Object representations in the adult brain are the result of a long developmental history that affects all levels of the visual processing hierarchy. Even in V1, many of the properties of neurons and maps, such as orientation selectivity, directional selectivity, and ocular dominance, depend on visual experience early in life (first few months after birth) [94,95]. After this time period, some complex response properties are already apparent in monkey IT cortex [96], but the physiological data in animals are not systematic enough to make quantitative comparisons of object representations as a function of age [97]. Evidence from several non-invasive studies suggests that face processing is the consequence of an interplay between face-specific innate mechanisms and visual experience [98]. Further, behavioral studies in human and monkey infants have revealed experience-dependent face-specific biasing mechanisms that are further tuned by visual experience [99,100]. Early visual experience has a special importance for face processing given that visual deprivation in the first few months of life disrupts the development of the holistic processing that is characteristic for face perception in normal adults [101]. Nevertheless, neural markers of category-specific object processing in the human brain change up to adolescence [102]. In sum, although plasticity during development is probably much higher than during adulthood, the currently available data suggest for both periods that visual experience introduces incremental effects that modulate a pre-existing set of neural object representations.

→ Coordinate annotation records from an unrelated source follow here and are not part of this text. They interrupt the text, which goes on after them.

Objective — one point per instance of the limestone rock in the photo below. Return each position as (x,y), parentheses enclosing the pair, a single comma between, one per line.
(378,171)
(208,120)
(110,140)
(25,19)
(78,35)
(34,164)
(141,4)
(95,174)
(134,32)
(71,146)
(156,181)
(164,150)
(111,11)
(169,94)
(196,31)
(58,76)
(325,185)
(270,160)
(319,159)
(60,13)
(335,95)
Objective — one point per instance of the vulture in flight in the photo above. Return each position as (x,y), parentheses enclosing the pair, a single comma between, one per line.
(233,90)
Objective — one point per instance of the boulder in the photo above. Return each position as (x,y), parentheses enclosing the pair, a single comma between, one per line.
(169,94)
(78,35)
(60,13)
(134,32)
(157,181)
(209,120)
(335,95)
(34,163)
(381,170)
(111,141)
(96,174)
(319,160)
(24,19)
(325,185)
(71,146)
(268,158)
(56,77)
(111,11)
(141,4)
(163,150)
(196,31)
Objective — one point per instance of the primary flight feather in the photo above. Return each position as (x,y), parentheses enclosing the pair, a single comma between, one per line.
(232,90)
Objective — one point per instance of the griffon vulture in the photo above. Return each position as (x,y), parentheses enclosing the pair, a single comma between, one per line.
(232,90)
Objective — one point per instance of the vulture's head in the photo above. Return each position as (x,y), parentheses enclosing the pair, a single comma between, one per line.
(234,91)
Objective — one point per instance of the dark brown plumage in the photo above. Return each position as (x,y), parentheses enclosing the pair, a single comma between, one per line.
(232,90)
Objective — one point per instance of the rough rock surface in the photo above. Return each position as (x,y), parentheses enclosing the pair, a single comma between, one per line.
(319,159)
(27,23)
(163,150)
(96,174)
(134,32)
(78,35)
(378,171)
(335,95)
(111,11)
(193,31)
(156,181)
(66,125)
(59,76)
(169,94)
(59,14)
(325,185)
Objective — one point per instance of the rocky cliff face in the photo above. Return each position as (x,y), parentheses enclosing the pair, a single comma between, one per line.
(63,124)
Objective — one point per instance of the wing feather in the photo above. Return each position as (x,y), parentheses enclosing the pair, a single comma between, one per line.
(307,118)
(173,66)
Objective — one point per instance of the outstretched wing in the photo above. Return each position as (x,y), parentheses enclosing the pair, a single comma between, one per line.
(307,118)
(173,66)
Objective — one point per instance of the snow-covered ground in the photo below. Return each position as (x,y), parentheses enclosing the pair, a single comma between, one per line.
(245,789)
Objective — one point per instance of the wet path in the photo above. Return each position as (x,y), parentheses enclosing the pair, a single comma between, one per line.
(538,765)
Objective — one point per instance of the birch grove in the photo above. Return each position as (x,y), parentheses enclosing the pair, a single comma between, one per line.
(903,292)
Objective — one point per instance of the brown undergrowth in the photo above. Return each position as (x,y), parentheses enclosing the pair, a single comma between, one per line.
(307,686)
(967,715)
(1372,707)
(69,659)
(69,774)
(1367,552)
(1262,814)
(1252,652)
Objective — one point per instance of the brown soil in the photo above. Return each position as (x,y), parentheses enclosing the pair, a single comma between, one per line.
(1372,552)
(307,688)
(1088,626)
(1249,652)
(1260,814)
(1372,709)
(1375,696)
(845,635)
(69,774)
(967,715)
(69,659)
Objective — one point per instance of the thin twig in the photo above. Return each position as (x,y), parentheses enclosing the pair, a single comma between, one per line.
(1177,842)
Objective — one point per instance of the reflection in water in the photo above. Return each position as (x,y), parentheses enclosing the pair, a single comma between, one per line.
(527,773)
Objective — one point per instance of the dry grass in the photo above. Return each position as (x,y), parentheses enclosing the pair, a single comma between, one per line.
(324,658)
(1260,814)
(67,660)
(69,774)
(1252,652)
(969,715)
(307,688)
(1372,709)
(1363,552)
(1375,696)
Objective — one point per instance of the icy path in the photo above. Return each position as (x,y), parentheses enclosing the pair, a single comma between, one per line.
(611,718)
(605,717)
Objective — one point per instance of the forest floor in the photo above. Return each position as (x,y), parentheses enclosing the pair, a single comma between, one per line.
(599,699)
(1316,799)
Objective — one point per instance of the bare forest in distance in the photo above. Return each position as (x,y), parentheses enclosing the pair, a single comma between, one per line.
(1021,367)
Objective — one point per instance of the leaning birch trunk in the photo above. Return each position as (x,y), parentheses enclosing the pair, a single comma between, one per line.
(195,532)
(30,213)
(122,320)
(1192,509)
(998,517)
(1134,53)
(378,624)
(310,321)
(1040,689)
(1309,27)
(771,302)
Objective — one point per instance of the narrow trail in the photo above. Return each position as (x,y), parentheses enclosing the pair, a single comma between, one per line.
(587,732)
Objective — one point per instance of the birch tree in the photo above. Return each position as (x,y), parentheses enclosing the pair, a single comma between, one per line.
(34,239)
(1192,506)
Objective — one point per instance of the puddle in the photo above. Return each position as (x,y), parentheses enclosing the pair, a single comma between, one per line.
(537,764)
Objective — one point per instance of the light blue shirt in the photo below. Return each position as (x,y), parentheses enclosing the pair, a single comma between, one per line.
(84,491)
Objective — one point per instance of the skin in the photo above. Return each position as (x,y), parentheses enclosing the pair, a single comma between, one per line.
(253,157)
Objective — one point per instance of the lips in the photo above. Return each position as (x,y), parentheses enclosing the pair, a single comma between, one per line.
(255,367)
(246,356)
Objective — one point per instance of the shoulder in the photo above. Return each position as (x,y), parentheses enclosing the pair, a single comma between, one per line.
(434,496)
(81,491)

Text Box 3: Outstanding Questions.

• What are the relative roles of bottom-up image statistics and feedback about task relevance for the size and the nature of learning-dependent changes in neural object representations? We mentioned that some, but not all, of the studies that focused on task-related effects described significant effects. However, most of the learning effects are seen in studies in which task relevance and mere exposure go hand in hand: the trained objects are task relevant as well as frequently encountered [9,38,48,49,50]. Disentangling these two factors is an important task for future studies.

• What is the relationship between the pre-existing object representations and the distribution and size of learning effects? Many questions relate to this general question: Are the most informative neurons changed the most? How much of the strong behavioral effects are due to changes in object representations in contrast to changes in how object representations are “read out”? Some of these questions can be partially answered with comparisons at the population level, but the introduction of computationally motivated studies as well as longitudinal studies that track the responses of single neurons for days and weeks will undoubtedly be an important step.

• How do object representations change during development? Are these changes qualitatively similar to what happens during visual learning in adults? Are there critical periods and how are these different for different visual properties?

• All primates with normal development and no brain damage seem to be capable of recognizing objects with some tolerance for various image transformations. What are the minimal requirements of the visual input and the minimal structural properties of the system needed to sustain the development of this behavioral capacity and of the underlying object representations in IT cortex?

• What are the synaptic processes underlying plasticity in IT cortex (e.g., long-term potentiation and depression)? Can these processes provide a rationale to separate short-term, within-session adaptation effects from longer-term, between-session learning effects?